Tuesday, August 25, 2020

US v. Lusby, No. 18-10368 (8-25-20)(Wallace w/Friedland & Lasnik). This is an interesting SORNA case. The 9th affirms the conviction but deals with (1) double jeopardy; and (2) “compelled travel.” To set the stage, the defendant was released from confinement in Arizona and ordered to appear at a hallway house in Las Vegas. He was transported to a bus station, bought a ticket, and put on the bus.  Once in Las Vegas, he didn’t show and was charged with failing to register under SORNA.

Defendant argued that he didn’t travel interstate voluntarily but was compelled to travel. He was taken from Nevada, and then ordered to return. The district court found that the interstate travel was not voluntary, and so dismissed the indictment. The government appealed.

On appeal, the defendant argued double jeopardy. The 9th reviews the double jeopardy doctrine, which we know requires in a bench trial for a witness to be sworn. But, here, the arguments and facts seemed straightforward, and the trial may not have mattered. “Ah,” said the 9th, the defendant was not at risk because this was not a “formal” trial; there may have been other facts brought forth, or the defendant may have been at risk of a different ruling. The opinion provides a good overview of DJ in the context of legal dispositive motions. The DJ discussion takes up the bulk of the opinion.

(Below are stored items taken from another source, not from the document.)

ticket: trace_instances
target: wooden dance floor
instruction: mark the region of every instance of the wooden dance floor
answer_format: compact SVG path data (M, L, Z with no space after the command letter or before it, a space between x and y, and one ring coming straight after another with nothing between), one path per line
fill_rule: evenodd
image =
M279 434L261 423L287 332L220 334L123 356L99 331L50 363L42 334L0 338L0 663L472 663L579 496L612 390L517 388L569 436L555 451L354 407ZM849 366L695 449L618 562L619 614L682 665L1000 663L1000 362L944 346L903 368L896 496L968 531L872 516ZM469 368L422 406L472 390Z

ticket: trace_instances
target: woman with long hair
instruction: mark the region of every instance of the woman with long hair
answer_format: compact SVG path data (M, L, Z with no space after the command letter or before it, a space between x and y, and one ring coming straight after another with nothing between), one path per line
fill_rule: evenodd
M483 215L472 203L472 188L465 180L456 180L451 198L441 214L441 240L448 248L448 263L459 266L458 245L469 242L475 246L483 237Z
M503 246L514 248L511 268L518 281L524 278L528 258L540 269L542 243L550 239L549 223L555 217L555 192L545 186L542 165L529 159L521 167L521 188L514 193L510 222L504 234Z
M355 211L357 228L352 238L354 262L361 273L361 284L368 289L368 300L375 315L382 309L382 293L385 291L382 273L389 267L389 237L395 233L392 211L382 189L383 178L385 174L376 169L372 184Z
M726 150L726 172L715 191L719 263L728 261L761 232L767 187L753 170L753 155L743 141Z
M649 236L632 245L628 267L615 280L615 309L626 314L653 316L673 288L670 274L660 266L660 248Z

Turning to the merits, the 9th held that the statute did not have this extra element of the travel not being legally compelled. There is an affirmative defense of uncontrollable circumstances, but this differs because there was a legal compulsion (the order). The 9th looked at the statute, the plain language, and the desire for a national registration, and said “Naw.” The elements were set out; and the court’s carving out an exception for legally compelled travel contravenes the plain language of the statute. It also creates a loophole that could be exploited.